Wageningen in the spring

I had the amazing opportunity to spend four and a half months in the Netherlands this past spring semester. I studied at Wageningen University, a school dedicated to educating its students about environmental health and sustainability. I decided to study abroad at this university because it is a prestigious school in the field of environmental science, which also happens to be my major. Throughout my adventure, I had the opportunity to grow both as an individual and as a professional in my career field. Wageningen offered me much more than I ever expected, and I would travel there again in a heartbeat.

Throughout my program, I learned to look at the field of environmental science with a new perspective. It was an interesting experience to be taught about the environment from a position other than an American viewpoint. The Netherlands is a small country that often relies on interactions with surrounding countries, and I enjoyed learning about these co-operations. In America, I do not usually hear about the struggles and triumphs of working with neighboring countries to attain a common goal. When talking about climate change, it is important to work together, as people who call Earth their home, to come up with solutions to solve climate problems. By expanding my knowledge of mutual actions, and learning about real-world examples of working together to solve environmentally related goals, my study abroad journey has significantly improved my qualifications in the field of environmental science.

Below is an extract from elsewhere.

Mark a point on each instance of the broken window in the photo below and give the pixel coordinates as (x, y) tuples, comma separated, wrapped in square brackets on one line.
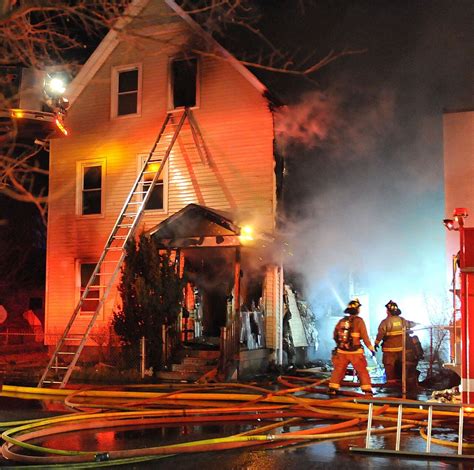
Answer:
[(91, 302), (91, 189), (156, 201), (184, 82)]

I also attained a new way of sustainable living while in the Netherlands. Dutch culture is much more environmentally friendly than American culture. People in the Netherlands understand climate change as a fact, rather than as a political debate point. Because of this, the common person acts more sustainably, since it has been built into their culture. Most Dutch people rely on public transportation and biking in order to get from place to place. Practically everyone has a bike and biking is the main mode of transportation. The bike lanes in the Netherlands are well designed, take biker safety into account, and are found everywhere. Biking helps to reduce fossil fuel emissions and promotes a healthy lifestyle. The bike lanes are one of the things that I miss most about the Netherlands! Here in America, and even on campus at the University of Illinois, bike lanes are not always present, and when they are they can be unsafe and not well built. This is just one example of how my perspective has shifted to constantly look for ways of sustainable improvement in America. Seeing how the Netherlands works more ideally, in regards to sustainability, is encouraging and it has rejuvenated my passion for bettering the planet and finding improvement in my home.

Some of the events that were most meaningful to me include visiting Amsterdam with my parents, biking around town on the weekends, and my two-week backpacking trip around Europe. All of these were times where I felt independent and adventurous. I have been known to be shy and play things safe, but while abroad I felt like I grew a new side of myself. I was proving that I can step out of my comfort zone and I can feel free to follow where my heart takes me. I really enjoyed simply exploring and spending some time with myself, and believe those times were a very important part in shaping how my study abroad experience made me a more independent person. Although my backpacking trip was with five other people, which was initially scary for me because I am an introvert who needs time alone, those two weeks taught me to open up to other people and enjoy the company, even when I was low on energy. I still found time to go off on my own every now and then, but I really enjoyed the trip and still keep in contact with the people I went with.

Looking back on my travels has me feeling a lot of different emotions. I feel happy and grateful that I was able to go on this journey and experience things I had never done before, such as backpacking to different countries, trying new foods, living a new way of life, and meeting life-long friends. But I also feel a sense of sadness, as part of myself is left in the Netherlands and Wageningen. I am determined to revisit one day and continue to explore the country that taught me so much. I am lucky to have been accepted to a university with a focus on environmental health and sustainability, and gaining new perspectives in my career field has been a priceless experience. Meeting people from across the globe has helped me to become a more understanding person and I aim to apply this with others in my personal life and professional career. I have gained a plethora of knowledge from studying abroad and I would not trade it for anything. I am happy and proud of my time in the Netherlands and I would gladly do it all again.